The entirety of the Sandia High School baseball season – this trek started the minute the Matadors left Isotopes Park 52 weeks ago – has been leading up to today.

A year after a crushing loss to Carlsbad in the finals, Sandia once again is in the Class 5A championship game.

“We’re excited to make a run for it,” senior shortstop David Gunther said.

The third-seeded Matadors, seeking the school’s first title since 1980, eliminated rival La Cueva in Friday’s semifinals at Lobo Field. They will face No. 5 Rio Rancho at 12:30 this afternoon at Isotopes Park. The Rams rallied to upset Carlsbad in the first semifinal.

No. 5 RIO RANCHO 7, No. 1 CARLSBAD 3: A triple off the glove of an outfielder. A bloop single. A courageous bunt. And a ball lost in the sun above Lobo Field.

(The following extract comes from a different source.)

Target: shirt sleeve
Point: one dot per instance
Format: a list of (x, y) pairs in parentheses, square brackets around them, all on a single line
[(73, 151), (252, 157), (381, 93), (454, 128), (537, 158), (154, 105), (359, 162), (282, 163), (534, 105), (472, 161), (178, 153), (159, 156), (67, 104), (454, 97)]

That was the anatomy of Rio Rancho’s game-changing top of the sixth, when the Rams (22-8) scored four runs – all with two outs – that effectively propelled them into today’s final.

“Sometimes,” Rio Rancho coach Ron Murphy said, “you do the conventional stuff and lose.”

This rally was decidedly unconventional.

The Cavemen (25-5) broke a scoreless tie with two runs in the bottom of the fifth. Austin Edwards’ RBI double scored Broc Landreth, and Brandon Slate later scored on a slowly hit ground ball.

In the Rams’ sixth, Carlsbad starter Dev’n Ortiz quickly retired the first two batters.

What happened in the next 10 minutes unraveled the Cavemen’s season.

Carlsbad center fielder Landreth chugged a long way to get to Grant Templin’s fly ball to right-center, and it glanced off the heel of his glove for a triple.

Newcomer Tim O’Meara lofted a bloop single into short left to score Templin, slicing the deficit in half.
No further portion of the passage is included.